In order to locate each household, the raw household data from DHS was given locations using the rpoint function with the real adm0 population as a way to distribute the households according to the real population density. Then, the survey data was randomly sampled so that it would reflect the population of Gabon. The error of this method was calculated by comparing the number of observations in our sample to the sum of the weights, and this error was calculated to be 0.1857%.

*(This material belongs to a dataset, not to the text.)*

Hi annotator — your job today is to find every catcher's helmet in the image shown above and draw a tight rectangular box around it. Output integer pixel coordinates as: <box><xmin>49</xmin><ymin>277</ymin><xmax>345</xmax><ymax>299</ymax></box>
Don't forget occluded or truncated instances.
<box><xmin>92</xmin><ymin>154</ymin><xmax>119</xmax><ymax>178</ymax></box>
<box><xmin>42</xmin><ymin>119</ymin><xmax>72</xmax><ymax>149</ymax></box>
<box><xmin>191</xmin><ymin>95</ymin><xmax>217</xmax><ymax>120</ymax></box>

I faced serious computational issues at the adm0 level when attempting to pivot from households to individual persons. The general approach was to pivot gender, age, and education individually first, and then merge them together into one dataframe. The individual pivots were not computationally expensive with about 30,000 observations each. However, merging the dataframes together ultimately took too much memory for my personal computer. I initially tried to circumvent this by using data.tables instead, but again the end result was that the data was too large to work with. I changed my approach by cutting as much redundant data as I could from my dataframes, and was able to pivot to 33,266 individuals.
Locating the households at the adm2 level for Bendjé mostly followed the same process as for Gabon as a whole. This time, the error was calculated to be 0.2019%. The following is a planar point pattern (PPP) generated for Bendjé.
And also a confirmation of the projection below.
The overall accuracy of the synthetically generated population is about the same level of accuracy for both adm0 and adm2 level, and looking at the distribution of size of households for Gabon compared to Bendjé shows that they are pretty similar. There are slight variations, and I think to increase the accuracy I could increase the sample size in the future.
Compared to an entirely random synthetic population, mine more closely approximates reality. Even just using the real population distribution as a function for how to give synthetic household locations will make an enormous difference. The household size distribution also closely resembles the real world data.
I also created heatmaps showing the correlation between size of household, age, gender, and education for the household data. One heatmap is created from raw data, and the other percentizes the data. From the charts, we can see that the percentized has more potential to make predictions.
In order to make predictions about education levels, the data was split 60/40 into training and test data sets. A multinomial regression model and ranger implementation of random forest were trained on the training data.
Comparing the ROC of the multinomial regression and ranger models respectively, we can see that they both had similar results. Looking at the area under the curve (AUC) of both graphs, none of them are very high which indicates that there is not a high degree of separability. Both models are slightly better than flipping a coin in distinguishing between classes, and the models are about equal in their ability to predict the classes.